TAP quadruplica emissão de obrigações 2019-2023

TAP Portugal

A TAP quadruplica emissão de obrigações 2019-2023 na sequência da forte procura a que esta emissão de obrigações foi sujeita.

Tal como indicámos no artigo “Obrigações TAP 2019-2023 – TAP emite € 50 milhões em obrigações” a TAP pretendia captar €50 milhões no mercado obrigacionista, obrigações essas que irão estar em mercado na Euronext Lisbon. O valor passará agora para €200 Milhões.

O juro oferecido antes de descontadas comissões e impostos é de 4,375% e os títulos podem ser subscritos até às 12h00m ou 15h00m do dia 18 de junho de 2019 (consoantes se tratem de Segmento Profissionais e Contrapartes Elegíveis ou Segmento Geral, respetivamente).

A emissão passa assim das iniciais 50.000 obrigações para as 200.00, sendo que a subscrição mínima será de €1000 (correspondente ao valor de uma obrigação).

Esta aumento era uma prerrogativa do emitente e veio responder à forte procura registada, procurando assim reduzir o rateio a que os investidores iriam ser sujeitos.
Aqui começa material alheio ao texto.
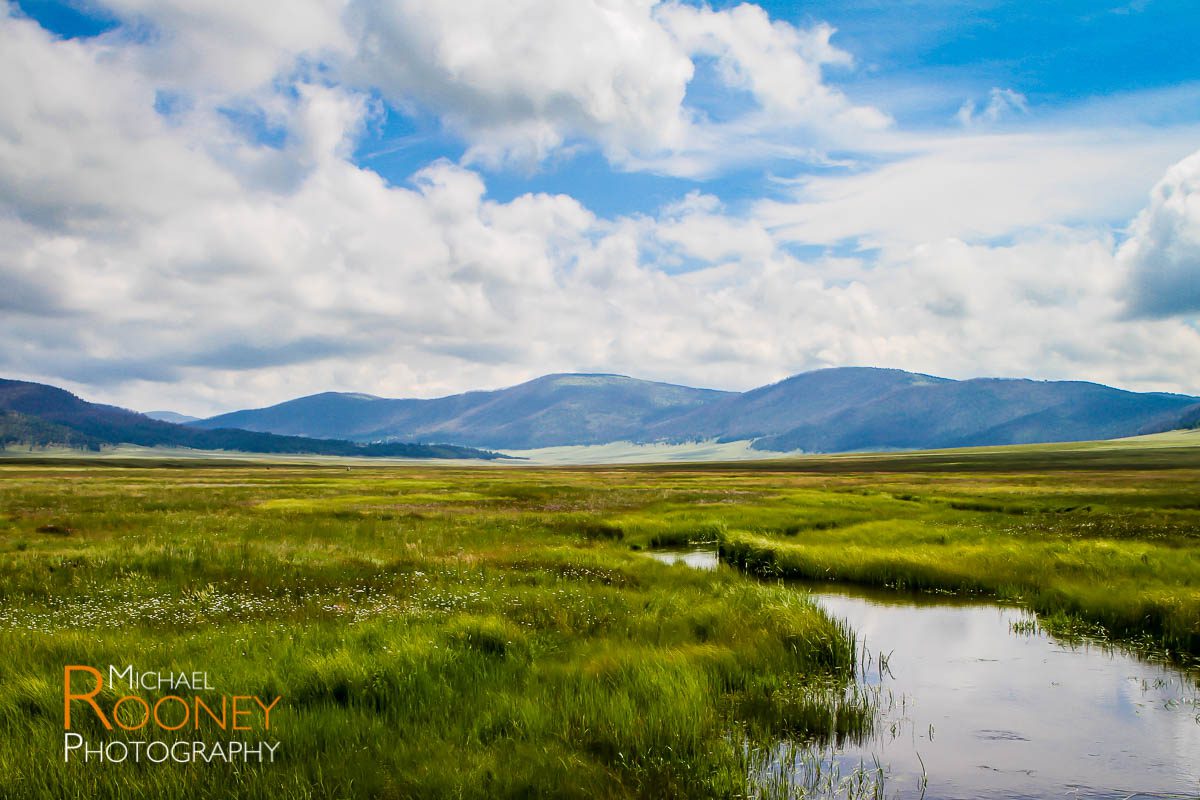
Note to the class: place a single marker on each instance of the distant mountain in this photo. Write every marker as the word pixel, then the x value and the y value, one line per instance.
pixel 801 400
pixel 171 416
pixel 43 415
pixel 985 411
pixel 563 409
pixel 827 410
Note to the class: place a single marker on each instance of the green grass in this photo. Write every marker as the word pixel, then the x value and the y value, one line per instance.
pixel 495 632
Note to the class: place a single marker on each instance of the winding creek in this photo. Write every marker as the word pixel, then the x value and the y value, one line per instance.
pixel 979 703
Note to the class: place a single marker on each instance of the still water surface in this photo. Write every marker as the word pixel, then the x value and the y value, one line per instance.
pixel 995 708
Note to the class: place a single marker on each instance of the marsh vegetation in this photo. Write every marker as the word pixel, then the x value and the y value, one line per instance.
pixel 498 631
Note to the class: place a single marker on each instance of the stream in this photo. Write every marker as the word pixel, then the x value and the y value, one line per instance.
pixel 977 702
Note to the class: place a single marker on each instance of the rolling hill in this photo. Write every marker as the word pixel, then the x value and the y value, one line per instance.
pixel 36 414
pixel 826 410
pixel 563 409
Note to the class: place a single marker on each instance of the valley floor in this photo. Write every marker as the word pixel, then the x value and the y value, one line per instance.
pixel 448 631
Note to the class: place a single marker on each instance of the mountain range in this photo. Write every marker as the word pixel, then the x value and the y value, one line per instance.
pixel 827 410
pixel 40 415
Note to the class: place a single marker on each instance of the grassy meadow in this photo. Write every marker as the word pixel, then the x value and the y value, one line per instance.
pixel 497 631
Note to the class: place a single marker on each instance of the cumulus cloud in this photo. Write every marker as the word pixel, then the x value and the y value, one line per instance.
pixel 521 79
pixel 1163 251
pixel 174 259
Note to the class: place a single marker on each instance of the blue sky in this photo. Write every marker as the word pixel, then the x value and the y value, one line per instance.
pixel 719 194
pixel 917 60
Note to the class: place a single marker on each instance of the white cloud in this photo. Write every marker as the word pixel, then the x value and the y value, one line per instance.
pixel 177 262
pixel 1163 251
pixel 981 186
pixel 1001 103
pixel 520 80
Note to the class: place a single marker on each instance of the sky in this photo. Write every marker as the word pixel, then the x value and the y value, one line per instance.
pixel 209 205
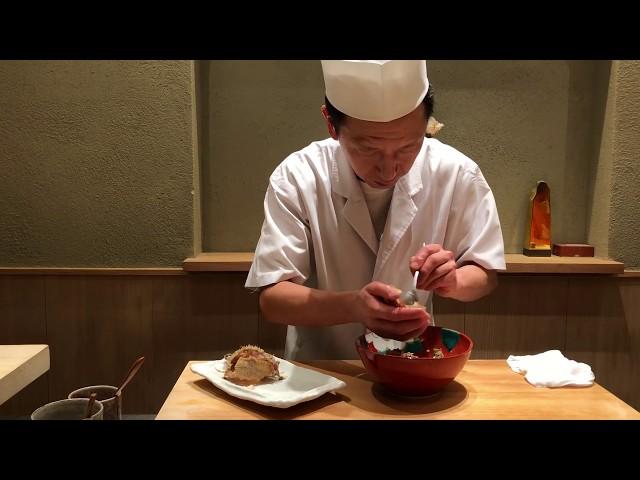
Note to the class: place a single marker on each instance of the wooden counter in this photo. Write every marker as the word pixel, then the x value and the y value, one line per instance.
pixel 485 389
pixel 19 366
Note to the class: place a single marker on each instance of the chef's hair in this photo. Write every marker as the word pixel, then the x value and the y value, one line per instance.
pixel 337 117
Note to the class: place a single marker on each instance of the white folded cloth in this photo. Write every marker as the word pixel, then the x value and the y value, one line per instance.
pixel 552 369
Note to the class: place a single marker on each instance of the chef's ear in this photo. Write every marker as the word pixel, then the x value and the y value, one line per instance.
pixel 330 126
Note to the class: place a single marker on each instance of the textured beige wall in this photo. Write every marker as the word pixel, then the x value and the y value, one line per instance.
pixel 259 112
pixel 624 229
pixel 599 195
pixel 521 121
pixel 97 163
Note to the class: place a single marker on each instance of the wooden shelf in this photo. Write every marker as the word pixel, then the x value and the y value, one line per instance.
pixel 516 263
pixel 219 262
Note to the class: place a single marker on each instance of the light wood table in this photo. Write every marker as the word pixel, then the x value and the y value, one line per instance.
pixel 19 366
pixel 485 389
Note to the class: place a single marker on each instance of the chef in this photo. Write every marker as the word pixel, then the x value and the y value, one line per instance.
pixel 350 219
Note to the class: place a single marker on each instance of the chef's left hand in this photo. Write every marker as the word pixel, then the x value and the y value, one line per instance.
pixel 437 267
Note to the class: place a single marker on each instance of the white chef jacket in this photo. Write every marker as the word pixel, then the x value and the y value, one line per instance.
pixel 318 232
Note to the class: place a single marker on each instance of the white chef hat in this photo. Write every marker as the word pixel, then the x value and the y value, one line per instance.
pixel 375 90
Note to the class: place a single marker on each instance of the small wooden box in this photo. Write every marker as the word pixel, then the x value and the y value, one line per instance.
pixel 573 250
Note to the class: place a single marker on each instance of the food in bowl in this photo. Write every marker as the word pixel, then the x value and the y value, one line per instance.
pixel 250 365
pixel 421 367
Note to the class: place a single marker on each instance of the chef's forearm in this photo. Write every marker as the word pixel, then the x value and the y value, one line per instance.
pixel 292 304
pixel 473 282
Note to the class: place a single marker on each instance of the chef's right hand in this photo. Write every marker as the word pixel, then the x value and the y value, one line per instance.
pixel 377 309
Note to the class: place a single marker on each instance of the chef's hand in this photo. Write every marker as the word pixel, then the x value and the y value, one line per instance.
pixel 376 308
pixel 437 267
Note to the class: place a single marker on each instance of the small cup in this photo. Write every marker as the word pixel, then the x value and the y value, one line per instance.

A empresa aceita assim aumentar as suas responsabilidade, aumentando igualmente a sua captação de crédito que irá destinar aos vários objetivos descritos no  prospeto da emissão .

Recordamos que os bancos colocadores são: ActivoBank, o Banco Best, o Banco L.J. Carregosa, o Banco Montepio, o Bankinter, o CaixaBI, a CCCAM, a CGD, o Haitong Bank, o Millennium bcp e o Novo Banco.

Os interessandos podem comparar os custos cobrados por cada um desses bancos efetuando simulações no o simulador de empréstimos obrigacionistas da CMVM.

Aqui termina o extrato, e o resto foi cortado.